Dalam konteks rumah tangga teori ini dapat menjelaskan. Bahwa, ketika salah satu pasangan merasa dirugikan, maka pihak yang dirugikan itu akan meminta perpisahan/ perceraiaan.

Sebab, menurut teori ini apabila pasangan sudah dirugikan dalam perkawinannya, pasangan itu akan meninggalkan pasangannya.

Begitupun sebaliknya. Ketika pasangan itu mendapat banyak keuntungan, hubungan perkawinan kedua pasangan itu akan langgeng dan bertahan. Sebab, tidak ada alasan apapun bagi salah satu pasangan untuk meminta perpisahan karena semua relatif terpenuhi (menguntungkan).

Keuntungan itu pun bisa bermacam-macam. Keuntungan yang utama tentu saja kesetiaan. Memiliki rasa saling menghargai dan menghormati. Menjunjung tinggi kehormatan pasangan, khususnya adat budaya timur. Bagi mereka yang berlatar belakang religius, maka pasangan ini tetap menjaga Agamanya dalam pernikahan yang diwujudkan dalam ibadah keseharian seperti sholat, puasa dan sebagainya.

Begitu juga dalam konteks materi.

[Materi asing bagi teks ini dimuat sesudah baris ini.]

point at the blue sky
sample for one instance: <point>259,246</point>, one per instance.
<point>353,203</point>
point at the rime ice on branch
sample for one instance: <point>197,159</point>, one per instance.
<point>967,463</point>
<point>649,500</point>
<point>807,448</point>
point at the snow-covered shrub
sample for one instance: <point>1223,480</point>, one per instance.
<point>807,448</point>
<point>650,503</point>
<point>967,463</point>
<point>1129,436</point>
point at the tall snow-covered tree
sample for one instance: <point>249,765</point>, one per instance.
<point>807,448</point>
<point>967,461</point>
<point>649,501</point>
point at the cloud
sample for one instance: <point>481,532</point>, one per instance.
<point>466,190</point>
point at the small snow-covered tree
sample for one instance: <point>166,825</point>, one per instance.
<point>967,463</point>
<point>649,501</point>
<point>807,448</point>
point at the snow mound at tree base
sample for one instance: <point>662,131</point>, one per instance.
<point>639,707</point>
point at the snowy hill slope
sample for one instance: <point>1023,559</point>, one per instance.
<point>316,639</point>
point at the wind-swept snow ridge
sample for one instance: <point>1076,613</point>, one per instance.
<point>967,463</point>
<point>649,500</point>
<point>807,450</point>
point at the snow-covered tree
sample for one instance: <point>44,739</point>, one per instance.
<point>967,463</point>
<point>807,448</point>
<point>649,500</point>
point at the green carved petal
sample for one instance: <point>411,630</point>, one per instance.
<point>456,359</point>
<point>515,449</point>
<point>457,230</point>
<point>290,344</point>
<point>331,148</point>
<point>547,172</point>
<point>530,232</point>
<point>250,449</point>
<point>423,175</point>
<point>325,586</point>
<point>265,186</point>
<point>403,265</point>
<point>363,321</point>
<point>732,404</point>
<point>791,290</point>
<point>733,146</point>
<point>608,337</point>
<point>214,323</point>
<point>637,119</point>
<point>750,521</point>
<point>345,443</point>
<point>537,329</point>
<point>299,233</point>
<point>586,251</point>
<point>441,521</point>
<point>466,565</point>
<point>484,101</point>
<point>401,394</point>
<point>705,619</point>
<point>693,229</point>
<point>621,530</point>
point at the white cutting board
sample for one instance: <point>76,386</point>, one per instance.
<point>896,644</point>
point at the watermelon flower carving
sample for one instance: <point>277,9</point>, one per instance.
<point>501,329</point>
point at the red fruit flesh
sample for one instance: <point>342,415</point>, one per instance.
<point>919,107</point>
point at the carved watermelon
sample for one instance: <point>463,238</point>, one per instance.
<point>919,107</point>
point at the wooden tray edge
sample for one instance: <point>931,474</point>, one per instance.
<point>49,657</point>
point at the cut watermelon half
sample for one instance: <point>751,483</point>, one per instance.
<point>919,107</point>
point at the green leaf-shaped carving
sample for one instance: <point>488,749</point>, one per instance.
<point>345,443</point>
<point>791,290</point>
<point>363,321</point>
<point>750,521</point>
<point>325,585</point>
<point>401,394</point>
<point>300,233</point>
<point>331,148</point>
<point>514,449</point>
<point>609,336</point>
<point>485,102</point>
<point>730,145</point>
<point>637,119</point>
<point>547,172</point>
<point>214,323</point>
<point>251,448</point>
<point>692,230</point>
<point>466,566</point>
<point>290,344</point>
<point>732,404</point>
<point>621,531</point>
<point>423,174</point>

Salah satu pasangan, khususnya sang suami menafkahi rumah tangganya dengan memberikan kecukupan bagi pasangan. Kebutuhan sandang, pangan dan papanya terpenuhi. Juga tidak membiarkan istrinya berada dalam kondisi kesulitan materi karena sang suami enggan menafkahkan dirinya. Singkatnya, dalam konteks ekonomi, pasanganya mampu bertanggung jawab sebagai kepala rumah tangga.

Sebaliknya, apabila kondisi ekonomi sudah berantakan, ditambah dengan berbagai tabiat pasangan yang “aneh-aneh” terus dilakukan tanpa perubahan, maka kerugian bagi pasanganpun akan dialami.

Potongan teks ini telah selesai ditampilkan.